High ICF values ​​clearly showed that the community uses medicinal plants for their health problems and that there are well-defined choice criteria, which are shared orally [48, 105]. A total of 73 medicinal plants were used for microbial infections, followed by 47 that are referred for the gastrointestinal system and 41 for general inflammation in the body. According to the interviewees, the therapeutic use of plants in the community is the first alternative for the treatment of health problems, and in many cases, it constitutes the only immediate resource for this purpose, as there are difficulties in accessing allopathic medicines because they live far from urban centers, have small boats as transportation means, which are called “rabetas”, and do not have public health units for simple clinical care for diarrhea, headaches and infections. According to Lima et al. [106], the rich traditional knowledge of communities living in isolation in the Amazon arises from the need to have an alternative therapeutic treatment, caused by the limited access to the public health network and the great cultural influence of these peoples.

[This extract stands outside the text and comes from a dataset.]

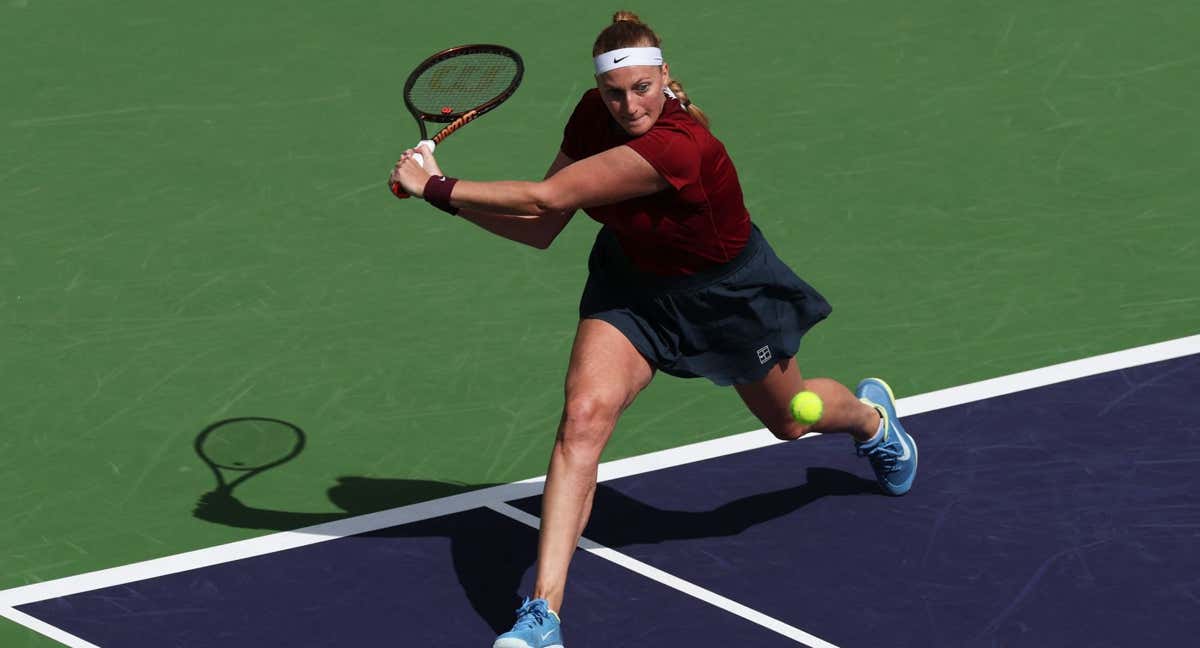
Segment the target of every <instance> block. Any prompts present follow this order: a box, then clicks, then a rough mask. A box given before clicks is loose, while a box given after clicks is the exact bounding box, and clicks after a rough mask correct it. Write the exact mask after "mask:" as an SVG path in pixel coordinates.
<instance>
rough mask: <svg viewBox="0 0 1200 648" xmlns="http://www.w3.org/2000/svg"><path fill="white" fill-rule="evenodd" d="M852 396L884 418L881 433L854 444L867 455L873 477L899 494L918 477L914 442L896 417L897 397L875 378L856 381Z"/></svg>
mask: <svg viewBox="0 0 1200 648" xmlns="http://www.w3.org/2000/svg"><path fill="white" fill-rule="evenodd" d="M854 395H856V396H858V398H859V400H860V401H863V402H864V403H866V404H869V406H871V407H874V408H875V409H876V410H877V412H878V413H880V416H881V418H882V419H883V432H882V433H881V434H878V436H877V437H876V438H875V439H871V440H869V442H866V443H856V444H854V446H856V451H857V452H858V456H860V457H866V460H868V461H870V462H871V468H874V469H875V480H876V481H878V482H880V487H881V488H883V491H884V492H887V493H888V494H894V496H901V494H905V493H907V492H908V488H911V487H912V479H913V478H914V476H917V443H916V442H913V440H912V437H910V436H908V433H907V432H905V431H904V426H901V425H900V418H899V416H896V400H895V396H894V395H893V394H892V388H889V386H888V384H887V383H884V382H883V380H880V379H878V378H868V379H865V380H863V382H862V383H858V388H856V389H854Z"/></svg>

In the study, the floodland forest native species with the highest values ​​of relative importance, for the treatment of the most frequent diseases in the community, are as follows (Table 3): Carapa guianensis, Hura crepitans, Otacanthus azureus Uncaria tomentosa, Uncaria guianensis, Pentaclethra macroloba, Copaifera sp., Dalbergia monetaria, Spondias mombin, Virola surinamensis, Symphonia globulifera, Parkia pendula, Maquira coriacea, Croton urucurana, Quassia amara, Genipa americana, Vismia macrophylla, Gustavia augusta, and Passiflora tholozanii. They are the most versatile because they can be used in various therapeutic treatments.

4. Conclusion

This is a pioneer study of the riparian community in flooded areas of Mazagão, and it shows that knowledge about plants and their medicinal uses is diverse and widespread in the community, likely because of the high incidence of tropical diseases such as malaria and leishmaniasis as well as the difficulty in accessing medicines distributed by the government and easy access to local plants. The riparians listed 130 ethnospecies, of which 95 are mostly native trees of lowland forest. In the study, the residents showed that they use conservation practices such as not annealing the individuals when collecting bark/bast; in addition, after extracting medicinal oil from the copaiba trunk, they always allow one year for the plant to recover, and if needed, they search for another trunk so as to not to exhaust the resource. They also collect Carapa guianensis (andiroba) and Pentachletra macroloba (pracaxi) fruits, which are dispersed in the water, for extraction of the medicinal oil, which is marketed in urban areas. Residents report that they have a potential consumer market for these medicinal oils and that organization is lacking to make the production of this oil profitable. Therefore, native medicinal species should be prioritized for conservation, as riparians depend on the collection of these plants as the main drugs for the region's endemic and cultural diseases; furthermore, these plants may be used for future pharmacological studies. Studies of this nature reinforce the importance of the relationship between the community and biodiversity, valuing, and bringing visibility to the ethnobotanical and ethnopharmacological knowledge they possess. The systematization of knowledge about these resources rescues popular knowledge, contributing not only to the conservation of diversity but also to the preservation of a rich and important cultural heritage.

Data Availability

All data generated and analyzed to support this study are included in this published article. The project was submitted to the Ethics Research Committee of the Faculdade Estácio de Macapá (http://aplicacao.saude.gov.br/plataformabrasil/login.jsf, under the opinion no. 14.94.994). And the complete information of the individual interviews could be requested from the corresponding authors.

Conflicts of Interest

The authors declare that there are no conflicts of interest regarding the publication of this paper.

Acknowledgments

The authors would like to thank CAPES (no. 3292/2013 AUXPE) and CNPq Proc. 407768/2013-0 (RAPBioFar) for the financial support.